Beyond the flavor of homemade stock, which arguably might not taste much different to you than commercial stuff (it depends on your palate, or taste-sensitivity, and what you used), there is one thing that neither canned nor boxed stock can offer: lots of gelatin. Remember how I said that aspics are essentially meat-flavored jell-o? Well, good quality homemade stock has it’s own jell-o-like properties, and this is all due to gelatin. Gelatin is the result of cooking collagen, which is one of the most abundant proteins in connective tissue, and is not particularly edible or appetizing. Collagen makes meat tough and hard to eat; gelatin makes meat fall apart in your mouth and makes you want to eat more. Think of really good pulled-pork or a long-braised chuck roast. Cooking bones and the accompanying connective tissue allows the collagen to transform into gelatin, providing “body” (a.k.a. thickness) to the stock, and to whatever you add your stock to. So even if your homemade stock tastes pretty similar to what you can buy in the store, you are still ahead by a mile due to the thickening-power, delicious-inducing, awesomeness of your homemade stock!

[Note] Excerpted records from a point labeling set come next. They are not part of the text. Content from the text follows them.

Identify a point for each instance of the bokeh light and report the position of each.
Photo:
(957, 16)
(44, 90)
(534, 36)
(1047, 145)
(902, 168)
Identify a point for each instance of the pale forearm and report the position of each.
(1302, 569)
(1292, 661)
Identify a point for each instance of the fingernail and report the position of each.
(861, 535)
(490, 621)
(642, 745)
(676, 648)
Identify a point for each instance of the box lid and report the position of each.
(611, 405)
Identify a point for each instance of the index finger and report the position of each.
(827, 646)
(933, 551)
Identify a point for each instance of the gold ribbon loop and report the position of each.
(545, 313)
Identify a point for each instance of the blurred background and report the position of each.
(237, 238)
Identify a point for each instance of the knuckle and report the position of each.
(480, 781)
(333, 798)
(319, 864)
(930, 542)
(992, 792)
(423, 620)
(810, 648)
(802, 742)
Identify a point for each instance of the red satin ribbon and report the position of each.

One last note on salting your stock: there are good reasons for and against adding salt to your stock. If your stock doesn’t taste that great to you, try adding a small pinch of salt to a ½ cup of stock. It will make all the difference, and give you a better idea of what your stock will taste like when you actually cook with it (because you will use salt when you cook, right?). Therefore a great reason to add a little salt to your stock is to enhance its flavor. This is why salt is added to everything: salt makes food taste better. The only problem with adding salt to your stock is the potential for future concentration. Unlike water, you can not easily remove salt from your stock. If you want to reduce your homemade stock into something more flavorful, say a demi-glace (really concentrated meat stock), and you’ve already added salt to the stock, then you’re headed for disaster. When you reduce the stock by using heat to evaporate water, you are concentration the flavors of everything in the stock, including the salt that is already there. If you add a pinch of salt to a gallon of stock, then you reduce that down to a ½ cup of demi-glace, then you’re going to have a very salty and unusable demi-glace. If you work at P.F. Chang’s, that might be what you’re going for. If you enjoy having functional kidneys, then it’s probably not what you want. So use your own discretion when adding salt. I rarely reduce my stock, so I add a little bit of salt to this batch. Like the other flavorings that go into your stock, it’s up to you!

Take the plunge and make some stock. You’ll be happy that you did!

*Disclaimer: Any time I told you to ignore the published advice of a governmental agency, it’s still your choice to do so, therefore I’m not responsible in the statistically unlikely event of something detrimental happening.